The HSE’s investigation identified the source of the leak was a faulty gas boiler inside the ground floor flat. Landlord David MacDonald had failed to ensure gas safety checks were carried out at the property for more than two years.
A specialist engineer found multiple faults on the boiler. The heat exchanger was half blocked and debris was falling into the burner, which generated higher levels of carbon monoxide than normal. The boiler’s casing was not gripping tightly, due to screws degrading, which allowed the gas to escape into the flat.
The external flue was positioned only 300mm below the flat’s kitchen window and this also allowed gas to re-enter the property when the window was open. The gas also travelled up the side of the building and entered a flat on the first floor via an open window.
HSE inspector Kevin Shorten told SHP that the safety failings could easily have caused multiple fatalities. He said: “Carbon monoxide can kill quickly without warning, and approximately 20 people die each year as a result of poisoning from gas appliances and flues that haven't been properly installed, maintained, or that are poorly ventilated.
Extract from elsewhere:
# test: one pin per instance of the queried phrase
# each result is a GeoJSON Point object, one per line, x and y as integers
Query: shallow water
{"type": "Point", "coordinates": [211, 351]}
Had a neighbour's carbon-monoxide alarm not sounded, the family could well be among that number.
“As a landlord, David MacDonald is legally responsible for the safety of his tenants. In relation to gas checks and in failing to properly maintain the boiler, he placed them, and others, in grave danger.”
MacDonald appeared at Westminster Magistrates’ Court on 15 August and pleaded guilty to breaching reg.36(2)(a) and reg.36(3)(a) of the Gas Safety (Installation and Use) Regulations 1998, for failing to ensure the boiler was in a safe condition and for not carrying out annual gas-safety checks. He was sentenced to six months in prison, suspended for two years, ordered to carry out 200 hours of community service and pay £8211 in costs.
In mitigation, he said a new boiler had been fitted and he had no previous safety convictions. He admitted neglecting his duties as a landlord and said this was a result of a number of personal tragedies he had experienced.